The British Journal of Psychiatry have a regular series called "In 100 Words", which produces some gems. This month they have Melanchola in 100 Words, featuring perhaps the most influential musician you haven't heard of, Robert Johnson.
I got stones in my pathway/And my road seems dark at night/I have pains in my heart/They have taken my appetite.I've previously written about the blues and what shade of blue they were talking about, here. But this actually isn't the first Melancholia in 100 Words to appear in the BJP. Here's another one from 2009
Robert Johnson, known as the King of the Delta blues singers, distilled into these lines the essence of severe depressive illness – somatic ills, fear and suspicion, emotional and physical pain, nocturnal troubles and struggle against obstacles. The words are one with the powerful, haunting music. ICD-10 and DSM-IV have their place, but poets have often been there before us, and done a better job. We can all learn from Robert Johnson, born just 100 years ago.
Melancholia is a classical episodic depressive disorder that combines mood, psychomotor, cognitive and vegetative components with high suicide risk.
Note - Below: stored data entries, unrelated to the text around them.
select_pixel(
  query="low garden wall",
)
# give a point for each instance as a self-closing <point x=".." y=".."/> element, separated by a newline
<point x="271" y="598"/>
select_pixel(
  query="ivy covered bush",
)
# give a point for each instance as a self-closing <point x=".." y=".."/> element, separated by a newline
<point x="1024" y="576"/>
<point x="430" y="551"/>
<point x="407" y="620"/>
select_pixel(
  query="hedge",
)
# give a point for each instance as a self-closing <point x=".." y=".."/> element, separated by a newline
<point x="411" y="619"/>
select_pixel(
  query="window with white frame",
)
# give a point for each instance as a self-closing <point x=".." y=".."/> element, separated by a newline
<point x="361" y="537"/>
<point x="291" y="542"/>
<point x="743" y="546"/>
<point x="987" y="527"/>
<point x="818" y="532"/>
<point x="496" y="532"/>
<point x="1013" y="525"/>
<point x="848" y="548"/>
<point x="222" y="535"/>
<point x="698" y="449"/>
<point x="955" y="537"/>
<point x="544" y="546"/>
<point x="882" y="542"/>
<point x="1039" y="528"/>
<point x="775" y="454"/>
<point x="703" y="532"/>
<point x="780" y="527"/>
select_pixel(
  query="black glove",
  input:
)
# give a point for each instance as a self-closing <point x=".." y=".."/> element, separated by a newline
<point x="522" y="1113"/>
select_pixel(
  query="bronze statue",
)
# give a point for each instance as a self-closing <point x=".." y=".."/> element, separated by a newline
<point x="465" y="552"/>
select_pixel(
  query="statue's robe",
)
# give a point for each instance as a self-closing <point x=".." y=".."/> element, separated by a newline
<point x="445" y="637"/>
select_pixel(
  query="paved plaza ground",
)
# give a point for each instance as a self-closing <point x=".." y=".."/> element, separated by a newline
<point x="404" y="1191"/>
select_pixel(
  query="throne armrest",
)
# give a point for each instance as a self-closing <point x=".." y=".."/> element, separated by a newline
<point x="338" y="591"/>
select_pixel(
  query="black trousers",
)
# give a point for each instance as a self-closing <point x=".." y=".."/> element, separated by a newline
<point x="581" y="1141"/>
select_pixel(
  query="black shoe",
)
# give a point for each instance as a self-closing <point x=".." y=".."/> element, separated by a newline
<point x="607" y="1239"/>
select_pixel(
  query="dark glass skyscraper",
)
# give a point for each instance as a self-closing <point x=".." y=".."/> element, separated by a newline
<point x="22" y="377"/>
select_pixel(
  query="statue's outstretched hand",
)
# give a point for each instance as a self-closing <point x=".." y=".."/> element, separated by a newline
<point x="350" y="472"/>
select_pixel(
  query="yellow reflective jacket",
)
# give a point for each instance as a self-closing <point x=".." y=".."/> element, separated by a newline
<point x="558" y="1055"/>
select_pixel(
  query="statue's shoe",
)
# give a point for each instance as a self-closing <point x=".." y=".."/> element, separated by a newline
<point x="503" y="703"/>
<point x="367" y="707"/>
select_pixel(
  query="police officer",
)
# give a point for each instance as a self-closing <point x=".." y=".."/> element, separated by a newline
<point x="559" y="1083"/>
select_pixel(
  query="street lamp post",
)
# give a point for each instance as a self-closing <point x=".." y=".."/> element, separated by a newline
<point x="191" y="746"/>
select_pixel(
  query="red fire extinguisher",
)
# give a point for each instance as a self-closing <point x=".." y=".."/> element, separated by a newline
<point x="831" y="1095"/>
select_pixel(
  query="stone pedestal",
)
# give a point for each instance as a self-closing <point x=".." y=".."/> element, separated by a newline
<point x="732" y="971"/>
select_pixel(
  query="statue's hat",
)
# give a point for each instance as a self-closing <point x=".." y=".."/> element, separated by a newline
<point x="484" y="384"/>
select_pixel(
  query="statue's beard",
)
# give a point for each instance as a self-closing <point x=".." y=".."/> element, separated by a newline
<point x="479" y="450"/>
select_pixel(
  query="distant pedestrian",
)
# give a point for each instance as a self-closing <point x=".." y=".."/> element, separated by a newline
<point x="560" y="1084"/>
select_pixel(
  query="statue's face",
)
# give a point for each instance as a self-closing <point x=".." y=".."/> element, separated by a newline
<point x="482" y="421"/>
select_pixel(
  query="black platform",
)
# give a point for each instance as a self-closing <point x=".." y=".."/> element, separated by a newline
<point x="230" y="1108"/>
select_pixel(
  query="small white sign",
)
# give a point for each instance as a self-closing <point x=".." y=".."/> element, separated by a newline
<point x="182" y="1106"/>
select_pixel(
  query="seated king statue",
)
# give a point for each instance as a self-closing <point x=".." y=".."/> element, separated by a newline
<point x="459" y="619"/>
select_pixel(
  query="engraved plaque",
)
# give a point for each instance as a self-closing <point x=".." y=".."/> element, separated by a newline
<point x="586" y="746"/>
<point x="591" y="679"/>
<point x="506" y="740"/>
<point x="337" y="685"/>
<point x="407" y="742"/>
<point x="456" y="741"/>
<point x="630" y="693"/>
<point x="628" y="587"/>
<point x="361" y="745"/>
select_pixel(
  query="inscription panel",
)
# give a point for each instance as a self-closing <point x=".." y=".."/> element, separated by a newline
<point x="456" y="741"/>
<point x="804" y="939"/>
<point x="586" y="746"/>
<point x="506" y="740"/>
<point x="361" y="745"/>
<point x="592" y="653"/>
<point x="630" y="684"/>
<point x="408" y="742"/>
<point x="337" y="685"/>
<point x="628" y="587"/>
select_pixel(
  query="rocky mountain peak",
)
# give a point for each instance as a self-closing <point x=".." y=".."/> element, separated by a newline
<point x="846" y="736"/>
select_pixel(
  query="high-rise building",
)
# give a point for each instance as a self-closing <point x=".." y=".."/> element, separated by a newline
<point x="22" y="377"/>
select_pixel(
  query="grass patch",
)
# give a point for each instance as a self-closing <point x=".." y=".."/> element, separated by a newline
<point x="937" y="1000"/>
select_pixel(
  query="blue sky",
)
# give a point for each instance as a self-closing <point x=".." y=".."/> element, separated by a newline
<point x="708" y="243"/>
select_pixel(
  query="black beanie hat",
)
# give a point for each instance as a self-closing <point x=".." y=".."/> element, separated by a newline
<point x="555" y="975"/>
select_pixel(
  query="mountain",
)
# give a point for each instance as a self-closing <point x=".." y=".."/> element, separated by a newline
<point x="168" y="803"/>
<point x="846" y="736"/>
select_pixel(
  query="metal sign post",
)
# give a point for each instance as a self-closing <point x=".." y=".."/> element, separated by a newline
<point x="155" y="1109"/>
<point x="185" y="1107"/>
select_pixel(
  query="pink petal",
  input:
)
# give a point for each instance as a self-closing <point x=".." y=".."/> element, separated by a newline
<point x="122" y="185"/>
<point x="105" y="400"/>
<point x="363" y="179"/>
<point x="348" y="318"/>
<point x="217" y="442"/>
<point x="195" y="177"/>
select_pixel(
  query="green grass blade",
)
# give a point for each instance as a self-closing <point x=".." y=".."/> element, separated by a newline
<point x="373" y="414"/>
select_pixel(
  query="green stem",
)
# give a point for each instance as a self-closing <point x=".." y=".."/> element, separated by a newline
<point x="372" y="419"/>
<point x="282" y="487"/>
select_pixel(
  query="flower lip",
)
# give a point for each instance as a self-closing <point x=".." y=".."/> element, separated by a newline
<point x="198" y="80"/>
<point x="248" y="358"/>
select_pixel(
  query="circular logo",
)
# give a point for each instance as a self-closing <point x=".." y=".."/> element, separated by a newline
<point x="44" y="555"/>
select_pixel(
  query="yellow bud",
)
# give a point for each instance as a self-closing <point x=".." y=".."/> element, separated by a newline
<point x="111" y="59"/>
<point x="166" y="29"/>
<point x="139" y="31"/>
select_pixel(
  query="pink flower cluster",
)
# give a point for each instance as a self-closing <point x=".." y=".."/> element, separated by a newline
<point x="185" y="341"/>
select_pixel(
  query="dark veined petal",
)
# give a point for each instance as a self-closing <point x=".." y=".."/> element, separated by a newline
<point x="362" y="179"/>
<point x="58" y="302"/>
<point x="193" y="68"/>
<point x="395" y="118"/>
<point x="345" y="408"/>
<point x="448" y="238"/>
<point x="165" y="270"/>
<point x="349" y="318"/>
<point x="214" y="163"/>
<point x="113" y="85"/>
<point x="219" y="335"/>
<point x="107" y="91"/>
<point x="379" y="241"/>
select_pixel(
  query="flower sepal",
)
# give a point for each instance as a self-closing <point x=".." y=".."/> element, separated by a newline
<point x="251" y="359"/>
In the present psychiatric classification it is buried as a modifier in both bipolar and unipolar depressions. It is hardly used to characterise patients in the clinic or research.
The syndrome is frequently recognised in delusional and agitated depression, and in the elderly. Cortisol or sleep EEG abnormalities are prognostically helpful. Melancholia is particularly responsive to tricyclic antidepressants and electroconvulsive therapy but not to selective serotonin reuptake inhibitors or psychotherapy. Recognising melancholia as a distinct disorder improves clinical care and research.
4 comments:
If you sell your soul to the Devil does he take the depression too?
I have long thought that the assumed association of Blues music with clinical melancholia was overwrought. The music speaks, I think, more to the struggle against social barriers and to the despondency/demoralization that occurs in the face of frustrative nonreward. The key difference is that frustrative nonreward is externally driven rather than arising from within.
As I read through the entirety of Robert Johnson’s song Stones in My Passway today I saw not despair so much as yearning for acceptance.
http://xroads.virginia.edu/~music/blues/simp.html
Do people who sing lots of songs about love actually spend more time in love than the norm? Maybe the (undeniable) theme of sadness in blues music is simply a lyrical convention. Perhaps we could do some science -- for example, did BB King sing about more cheerful subjects after he rose to fame? (I suspect not.)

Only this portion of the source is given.